A Game-Theoretic Perspective of Generalization in Reinforcement Learning

Generalization in reinforcement learning (RL) is of importance for real deployment of RL algorithms. Various schemes are proposed to address the generalization issues, including transfer learning, multi-task learning, meta learning, as well as robust and adversarial reinforcement learning. However, there is not a unified formulation of various schemes and comprehensive comparisons of methods across different schemes. In this work, we propound GiRL, a game-theoretic framework for generalization in reinforcement learning, where a RL agent is trained against an adversary over a set of tasks, over which the adversary can manipulate the distributions within a given threshold. With different configurations, GiRL is capable of reducing the various schemes mentioned above.

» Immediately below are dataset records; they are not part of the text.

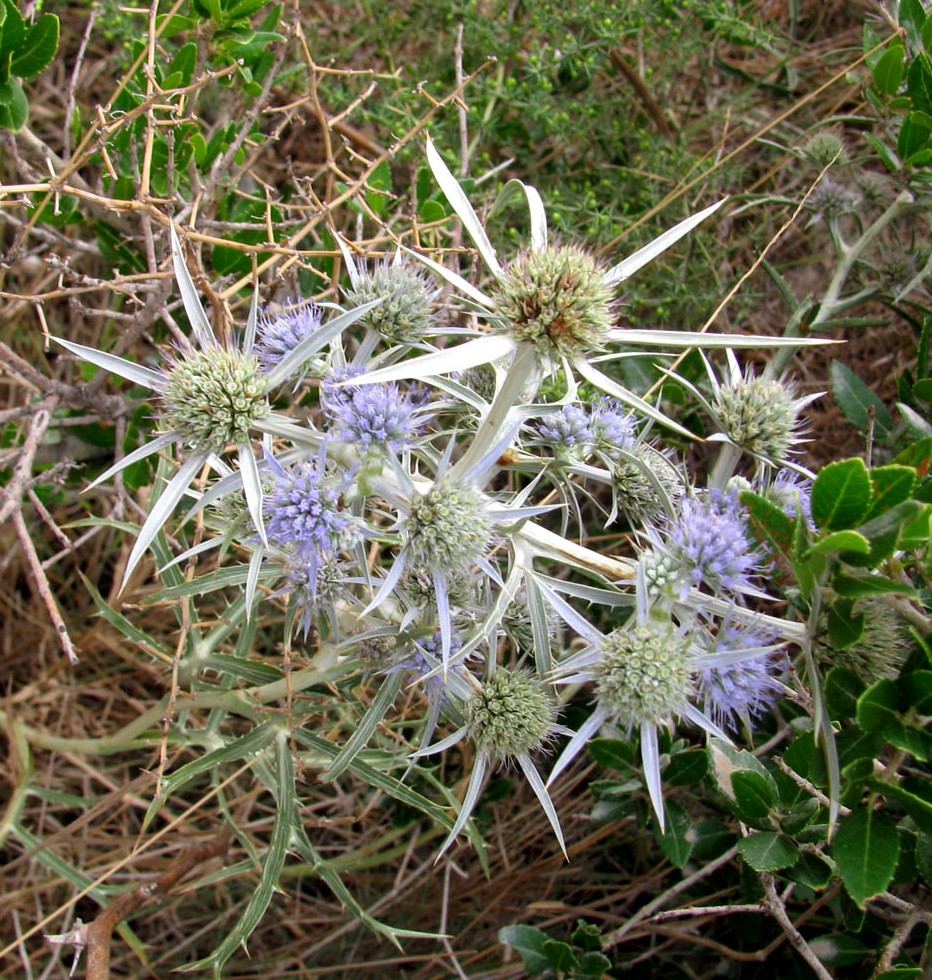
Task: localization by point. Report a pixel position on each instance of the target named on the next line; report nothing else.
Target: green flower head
(211, 397)
(511, 715)
(558, 299)
(645, 674)
(448, 529)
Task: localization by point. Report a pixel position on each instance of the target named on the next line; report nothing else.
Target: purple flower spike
(711, 540)
(279, 333)
(736, 692)
(372, 416)
(303, 514)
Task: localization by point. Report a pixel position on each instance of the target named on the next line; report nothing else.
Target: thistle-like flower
(212, 396)
(279, 333)
(743, 683)
(509, 717)
(759, 415)
(376, 418)
(552, 307)
(566, 433)
(709, 546)
(404, 295)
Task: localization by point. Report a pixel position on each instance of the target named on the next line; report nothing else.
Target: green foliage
(25, 50)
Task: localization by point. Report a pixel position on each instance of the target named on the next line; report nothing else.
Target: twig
(41, 583)
(99, 933)
(13, 494)
(803, 783)
(774, 905)
(615, 937)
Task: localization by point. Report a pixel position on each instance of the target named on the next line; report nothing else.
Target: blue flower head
(374, 417)
(303, 513)
(612, 426)
(567, 432)
(279, 333)
(710, 541)
(744, 688)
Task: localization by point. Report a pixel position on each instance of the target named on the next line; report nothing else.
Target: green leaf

To solve GiRL, we adapt the widely-used method in game theory, policy space response oracle (PSRO) framework with three significant modifications as follows: i) we adopt model-agnostic meta learning (MAML) as the best-response oracle, ii) we propose a modified projected replicated dynamics, i.e., R-PRD, which ensures the computed meta-strategy for the adversary falls in the threshold, and iii) we also propose a protocol of few-shot learning for multiple strategies during testing. Extensive experiments on MuJoCo environments demonstrate that our proposed method outperforms state-of-the-art baselines, e.g., MAML.